Nonetheless, the lack of female students is important to acknowledge, because while one can already feel so far behind everybody, the gender gap furthers that distance. With the competitive environments and struggles that come with learning the material, it becomes even more daunting for a woman to ask for the help she needs. Additionally, the stigma of technology being too rigorous for the female anatomy and the belief that women are only hired to maintain diversity pressures them to validate their place and their achievements to others, and especially to themselves. These beliefs and the lack of a support system are often reasons why women don’t stay long enough to see if they’d enjoy a career in technology.

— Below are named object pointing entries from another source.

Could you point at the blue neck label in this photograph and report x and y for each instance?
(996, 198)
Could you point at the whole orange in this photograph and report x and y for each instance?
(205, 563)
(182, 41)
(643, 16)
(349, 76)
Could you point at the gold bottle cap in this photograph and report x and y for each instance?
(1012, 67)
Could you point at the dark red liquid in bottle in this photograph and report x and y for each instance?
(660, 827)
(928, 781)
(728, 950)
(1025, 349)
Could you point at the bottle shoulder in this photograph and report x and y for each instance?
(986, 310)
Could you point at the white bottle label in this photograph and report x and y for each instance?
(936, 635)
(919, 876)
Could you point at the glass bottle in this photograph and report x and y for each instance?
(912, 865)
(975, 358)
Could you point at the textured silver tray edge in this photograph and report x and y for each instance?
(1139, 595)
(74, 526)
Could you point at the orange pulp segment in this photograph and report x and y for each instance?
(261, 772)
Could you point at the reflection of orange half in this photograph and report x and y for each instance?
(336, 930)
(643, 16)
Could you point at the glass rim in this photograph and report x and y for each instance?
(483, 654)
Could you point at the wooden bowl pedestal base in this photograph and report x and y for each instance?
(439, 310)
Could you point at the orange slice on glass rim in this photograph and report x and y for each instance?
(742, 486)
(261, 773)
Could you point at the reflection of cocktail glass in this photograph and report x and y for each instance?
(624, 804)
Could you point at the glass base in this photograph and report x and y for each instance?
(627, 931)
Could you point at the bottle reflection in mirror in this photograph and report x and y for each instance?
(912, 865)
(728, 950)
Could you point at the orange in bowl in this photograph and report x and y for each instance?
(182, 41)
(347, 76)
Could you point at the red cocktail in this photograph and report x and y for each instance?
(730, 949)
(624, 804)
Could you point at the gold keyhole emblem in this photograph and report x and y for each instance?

Computer science is notorious for being a male-dominated field, not only here at Stony Brook University but out in the industry as well. In 2016, women made up less than 20 percent of tech roles at top companies such as Facebook, Twitter and Google. You often hear from these women that they were either the first or only female on their team as well. And this makes sense – with less than half of computer science graduates in the United States being female, the drive to develop their interest, confidence and career in the field diminishes.

Tech jobs are among the fastest growing in the country and girls are being left behind. According to Girls Who Code, over 66 percent of 6-12-year-old girls have expressed interest in pursuing technology, but by the time they get to college, that number drops significantly to just 4 percent due to societal standards and stereotypes that misrepresent computer science as a boring, difficult and nerdy programming job. It is not just about sitting and coding all day ー working in computer science can involve a great deal of creativity and collaboration.

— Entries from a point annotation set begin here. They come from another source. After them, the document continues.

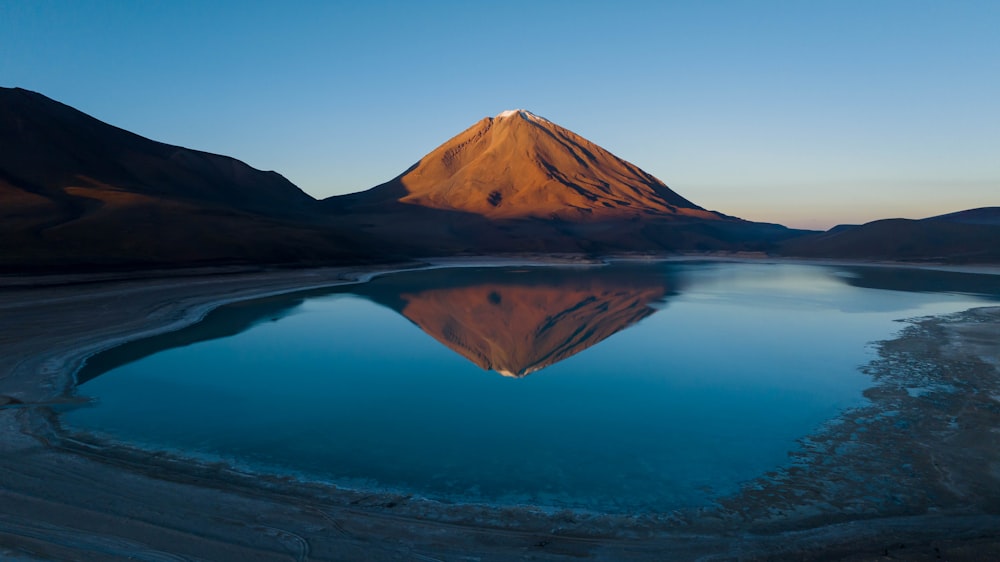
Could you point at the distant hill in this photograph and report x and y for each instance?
(79, 193)
(982, 215)
(971, 236)
(519, 182)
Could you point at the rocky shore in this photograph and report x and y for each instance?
(914, 474)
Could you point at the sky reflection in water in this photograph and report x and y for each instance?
(629, 387)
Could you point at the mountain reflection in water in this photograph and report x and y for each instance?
(519, 321)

The Women in Computer Science (WiCS) organization tries its best to remedy these issues. Our mission is to provide encouragement and support to women in the field of computing, as well as to foster an understanding between men and women to both improve and maintain women’s involvement in computer science. We encourage all genders to join to create conversations and spread awareness about the gender gap. Our goal is to create a safe and welcoming community where people can share their experiences, offer support and realize they are not alone.

In fact, WiCS recently held a hackathon called HackHealth, a 12-hour event in which a large number of people came to engage in a collaborative programming competition to innovate health-related problems. It turned out to be a huge success and based on our data, 52.3 percent of registrants were male and 43.8 percent were female, a 5 percent increase in female attendance from 2016’s HackHealth! We definitely feel that an event advertised as minority, beginner-friendly and organized by women pursuing technology encouraged other female students to participate, even if they felt their skills were not up to par. Working with and seeing other women in tech gives women a sense of companionship and inspiration ー something many might need to feel like they belong.

Kitty Liu is a junior information systems and business management double major and the president of Women in Computer Science (WiCS), with contributions from the WiCS board, which includes a mix  of information systems and computer science majors.